Aufgrund dieser Feststellung mußte der Fachmann für die Fixierungsphase per Analogie dieselben Maßnahmen treffen wie für die Imprägnierung mit dem Farbstoff, um das gleiche Ergebnis, d. h. eine gleichmäßige Fixierung zu erzielen (siehe T 130/89, ABl. EPA 1991, 514). Was die Behandlung mit Dampf oder mit einem inerten Gas anbelangt, handelt es sich um eine an sich übliche Maßnahme, deren Ausführung keine Schwierigkeiten bereitet. Im übrigen gibt die Anmeldung selbst keinen besonderen Hinweis für die Durchführung dieser Maßnahme.
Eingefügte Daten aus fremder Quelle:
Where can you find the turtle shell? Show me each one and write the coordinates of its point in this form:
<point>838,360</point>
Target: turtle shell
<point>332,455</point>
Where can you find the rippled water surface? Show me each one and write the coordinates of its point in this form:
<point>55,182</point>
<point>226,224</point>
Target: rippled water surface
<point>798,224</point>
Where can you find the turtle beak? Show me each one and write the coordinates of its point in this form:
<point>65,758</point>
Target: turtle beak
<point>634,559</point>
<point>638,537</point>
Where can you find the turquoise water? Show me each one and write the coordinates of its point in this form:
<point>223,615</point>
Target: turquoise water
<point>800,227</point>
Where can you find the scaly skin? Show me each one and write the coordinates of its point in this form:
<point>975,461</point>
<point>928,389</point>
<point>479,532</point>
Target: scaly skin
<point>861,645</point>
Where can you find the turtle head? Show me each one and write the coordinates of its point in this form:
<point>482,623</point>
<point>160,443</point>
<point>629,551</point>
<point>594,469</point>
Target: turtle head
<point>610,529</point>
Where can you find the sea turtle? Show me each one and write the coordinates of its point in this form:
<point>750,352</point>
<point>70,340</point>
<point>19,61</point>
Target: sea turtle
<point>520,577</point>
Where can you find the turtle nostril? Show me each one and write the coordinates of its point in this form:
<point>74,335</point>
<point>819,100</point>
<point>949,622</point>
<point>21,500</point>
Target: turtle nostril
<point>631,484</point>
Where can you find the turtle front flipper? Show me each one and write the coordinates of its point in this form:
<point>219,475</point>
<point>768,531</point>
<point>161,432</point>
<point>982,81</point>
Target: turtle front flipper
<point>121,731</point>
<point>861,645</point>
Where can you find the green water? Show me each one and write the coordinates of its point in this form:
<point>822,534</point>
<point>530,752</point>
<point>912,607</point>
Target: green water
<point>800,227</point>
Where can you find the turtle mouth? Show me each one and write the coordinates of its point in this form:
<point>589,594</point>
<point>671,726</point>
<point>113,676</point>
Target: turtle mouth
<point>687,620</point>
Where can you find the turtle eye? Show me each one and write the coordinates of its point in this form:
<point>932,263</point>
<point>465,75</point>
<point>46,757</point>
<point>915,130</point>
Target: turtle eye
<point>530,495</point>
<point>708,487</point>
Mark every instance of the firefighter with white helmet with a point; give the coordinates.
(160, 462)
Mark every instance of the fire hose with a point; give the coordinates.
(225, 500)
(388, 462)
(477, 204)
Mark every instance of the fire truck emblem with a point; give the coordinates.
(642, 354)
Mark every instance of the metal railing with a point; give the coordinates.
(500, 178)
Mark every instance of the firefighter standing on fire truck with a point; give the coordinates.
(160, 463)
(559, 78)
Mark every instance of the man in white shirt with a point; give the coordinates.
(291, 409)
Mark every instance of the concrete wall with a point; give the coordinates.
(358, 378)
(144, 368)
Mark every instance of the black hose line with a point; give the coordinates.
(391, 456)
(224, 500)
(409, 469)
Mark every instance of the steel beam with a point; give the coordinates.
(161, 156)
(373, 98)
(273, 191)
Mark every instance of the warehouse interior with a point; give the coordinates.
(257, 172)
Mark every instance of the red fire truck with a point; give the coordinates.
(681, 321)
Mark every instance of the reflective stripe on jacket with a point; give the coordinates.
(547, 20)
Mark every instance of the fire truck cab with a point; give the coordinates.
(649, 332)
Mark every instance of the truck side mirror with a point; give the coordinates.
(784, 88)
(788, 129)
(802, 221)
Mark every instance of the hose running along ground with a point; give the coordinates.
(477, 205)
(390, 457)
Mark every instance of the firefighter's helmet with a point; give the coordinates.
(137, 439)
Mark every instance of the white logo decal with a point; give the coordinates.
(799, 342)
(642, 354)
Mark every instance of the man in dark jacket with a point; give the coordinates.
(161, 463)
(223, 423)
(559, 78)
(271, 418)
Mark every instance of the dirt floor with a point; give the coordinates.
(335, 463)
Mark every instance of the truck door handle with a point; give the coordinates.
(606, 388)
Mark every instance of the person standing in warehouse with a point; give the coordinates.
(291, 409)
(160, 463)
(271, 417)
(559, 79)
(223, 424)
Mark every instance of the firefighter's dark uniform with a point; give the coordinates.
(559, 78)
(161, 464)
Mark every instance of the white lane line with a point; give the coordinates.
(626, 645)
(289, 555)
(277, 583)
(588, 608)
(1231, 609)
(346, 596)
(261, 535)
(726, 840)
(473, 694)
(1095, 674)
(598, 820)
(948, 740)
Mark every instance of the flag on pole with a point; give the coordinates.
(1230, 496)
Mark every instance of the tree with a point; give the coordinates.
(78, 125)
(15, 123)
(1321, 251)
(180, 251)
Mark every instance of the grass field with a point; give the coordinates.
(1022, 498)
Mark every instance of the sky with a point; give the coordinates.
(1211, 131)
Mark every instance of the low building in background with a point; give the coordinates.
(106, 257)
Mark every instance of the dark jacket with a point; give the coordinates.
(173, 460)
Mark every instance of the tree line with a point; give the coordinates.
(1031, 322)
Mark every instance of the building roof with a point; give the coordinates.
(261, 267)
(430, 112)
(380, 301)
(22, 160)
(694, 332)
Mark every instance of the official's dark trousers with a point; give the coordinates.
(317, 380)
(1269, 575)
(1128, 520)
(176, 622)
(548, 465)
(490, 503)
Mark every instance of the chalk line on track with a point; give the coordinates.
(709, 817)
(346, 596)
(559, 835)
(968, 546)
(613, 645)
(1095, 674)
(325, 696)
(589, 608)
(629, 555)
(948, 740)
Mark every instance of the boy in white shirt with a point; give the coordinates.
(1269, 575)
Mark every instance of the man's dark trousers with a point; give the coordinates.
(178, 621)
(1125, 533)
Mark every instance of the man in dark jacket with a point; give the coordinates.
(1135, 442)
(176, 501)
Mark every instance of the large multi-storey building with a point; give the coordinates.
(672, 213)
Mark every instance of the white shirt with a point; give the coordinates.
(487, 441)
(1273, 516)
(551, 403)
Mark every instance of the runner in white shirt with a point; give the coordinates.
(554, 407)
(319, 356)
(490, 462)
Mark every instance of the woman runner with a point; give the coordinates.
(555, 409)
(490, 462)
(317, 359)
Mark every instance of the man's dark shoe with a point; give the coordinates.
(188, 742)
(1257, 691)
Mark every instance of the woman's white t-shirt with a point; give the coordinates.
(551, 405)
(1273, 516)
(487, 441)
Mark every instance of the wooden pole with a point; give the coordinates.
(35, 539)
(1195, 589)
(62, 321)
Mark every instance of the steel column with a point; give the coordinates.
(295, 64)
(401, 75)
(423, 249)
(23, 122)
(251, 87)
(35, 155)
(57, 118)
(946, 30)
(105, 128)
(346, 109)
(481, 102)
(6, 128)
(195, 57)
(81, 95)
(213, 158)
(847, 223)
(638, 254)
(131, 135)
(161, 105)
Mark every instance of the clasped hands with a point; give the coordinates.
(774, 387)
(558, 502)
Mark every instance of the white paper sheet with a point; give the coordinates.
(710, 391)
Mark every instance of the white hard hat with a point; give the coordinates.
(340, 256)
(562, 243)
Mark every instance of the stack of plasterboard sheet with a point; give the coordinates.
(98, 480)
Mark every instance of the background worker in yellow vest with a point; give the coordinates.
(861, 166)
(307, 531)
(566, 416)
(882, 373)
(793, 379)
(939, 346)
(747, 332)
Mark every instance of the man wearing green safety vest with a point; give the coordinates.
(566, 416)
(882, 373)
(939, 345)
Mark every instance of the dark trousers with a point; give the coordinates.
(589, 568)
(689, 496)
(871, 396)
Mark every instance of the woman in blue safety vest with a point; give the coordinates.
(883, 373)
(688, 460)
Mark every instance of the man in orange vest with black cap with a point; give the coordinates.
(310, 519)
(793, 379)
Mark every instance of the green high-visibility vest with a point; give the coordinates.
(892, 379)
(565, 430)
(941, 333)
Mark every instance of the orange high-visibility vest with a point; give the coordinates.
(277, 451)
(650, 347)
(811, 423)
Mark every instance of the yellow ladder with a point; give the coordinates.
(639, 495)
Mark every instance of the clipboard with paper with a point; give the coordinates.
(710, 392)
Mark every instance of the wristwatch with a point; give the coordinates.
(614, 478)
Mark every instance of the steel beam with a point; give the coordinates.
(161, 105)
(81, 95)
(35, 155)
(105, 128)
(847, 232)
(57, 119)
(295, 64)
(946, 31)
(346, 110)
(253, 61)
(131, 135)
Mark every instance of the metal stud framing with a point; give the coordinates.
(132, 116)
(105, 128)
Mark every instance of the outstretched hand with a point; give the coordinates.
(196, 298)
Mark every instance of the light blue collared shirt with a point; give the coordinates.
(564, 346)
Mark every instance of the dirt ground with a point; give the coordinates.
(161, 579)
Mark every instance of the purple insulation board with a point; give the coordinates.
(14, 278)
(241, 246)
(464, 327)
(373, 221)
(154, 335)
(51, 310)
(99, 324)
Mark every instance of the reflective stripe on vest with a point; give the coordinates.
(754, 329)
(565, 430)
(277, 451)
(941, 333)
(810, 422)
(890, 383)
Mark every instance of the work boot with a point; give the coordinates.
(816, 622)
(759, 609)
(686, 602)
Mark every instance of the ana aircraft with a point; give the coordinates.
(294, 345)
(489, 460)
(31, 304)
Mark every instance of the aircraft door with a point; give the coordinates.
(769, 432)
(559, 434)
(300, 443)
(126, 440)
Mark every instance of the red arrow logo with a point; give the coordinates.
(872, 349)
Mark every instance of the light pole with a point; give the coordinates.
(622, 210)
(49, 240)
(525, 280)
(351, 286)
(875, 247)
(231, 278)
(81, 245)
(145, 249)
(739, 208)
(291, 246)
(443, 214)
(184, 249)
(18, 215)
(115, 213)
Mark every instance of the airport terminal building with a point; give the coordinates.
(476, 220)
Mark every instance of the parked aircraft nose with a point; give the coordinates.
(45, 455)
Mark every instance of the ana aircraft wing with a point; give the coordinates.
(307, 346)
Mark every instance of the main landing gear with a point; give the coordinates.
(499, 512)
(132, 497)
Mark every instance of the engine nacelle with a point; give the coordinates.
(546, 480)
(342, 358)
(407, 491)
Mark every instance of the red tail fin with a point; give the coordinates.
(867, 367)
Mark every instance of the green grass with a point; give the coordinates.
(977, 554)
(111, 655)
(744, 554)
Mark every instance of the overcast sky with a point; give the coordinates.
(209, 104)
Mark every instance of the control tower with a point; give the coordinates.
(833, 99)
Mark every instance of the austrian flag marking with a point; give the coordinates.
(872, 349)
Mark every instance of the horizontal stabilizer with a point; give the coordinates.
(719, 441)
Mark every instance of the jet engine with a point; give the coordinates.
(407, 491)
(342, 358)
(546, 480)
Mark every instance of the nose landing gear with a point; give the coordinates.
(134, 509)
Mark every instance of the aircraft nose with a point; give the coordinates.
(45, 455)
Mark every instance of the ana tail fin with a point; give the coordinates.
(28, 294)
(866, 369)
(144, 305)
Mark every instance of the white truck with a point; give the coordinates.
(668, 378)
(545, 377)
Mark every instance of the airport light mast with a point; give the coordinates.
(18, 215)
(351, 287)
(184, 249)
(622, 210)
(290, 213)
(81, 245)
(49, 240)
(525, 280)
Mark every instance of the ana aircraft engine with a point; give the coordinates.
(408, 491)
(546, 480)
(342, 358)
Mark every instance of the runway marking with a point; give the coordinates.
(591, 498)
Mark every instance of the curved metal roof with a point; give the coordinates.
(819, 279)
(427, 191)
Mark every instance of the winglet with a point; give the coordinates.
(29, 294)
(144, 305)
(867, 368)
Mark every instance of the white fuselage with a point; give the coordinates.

Auch wenn das Verfahren gemäß Anspruch 1 eine Fixierung mit Chemikalien ausdrücklich enthalten würde, wäre es für den Fachmann in diesem Fall naheliegend gewesen, die Ware per Analogie auch nach der Imprägnierung mit Fixiermittel aufzublasen um das Erscheinen von Bugmarkierungen zu vermeiden.
Wenn das Fixieren durch Chemikalien oder durch eine Dampfbehandlung durchgeführt wird, braucht die Ware nicht mehr zum Verweilen abgelegt zu werden und es steht deshalb einem kontinuierlichen Verfahrens nichts mehr im Wege.
2.7. Die Beschwerdeführerin macht zwar geltend, daß das aus der Entgegenhaltung GB-A-2 037 966 bekannte Verfahren nicht zu befriedigenden Ergebnissen führe.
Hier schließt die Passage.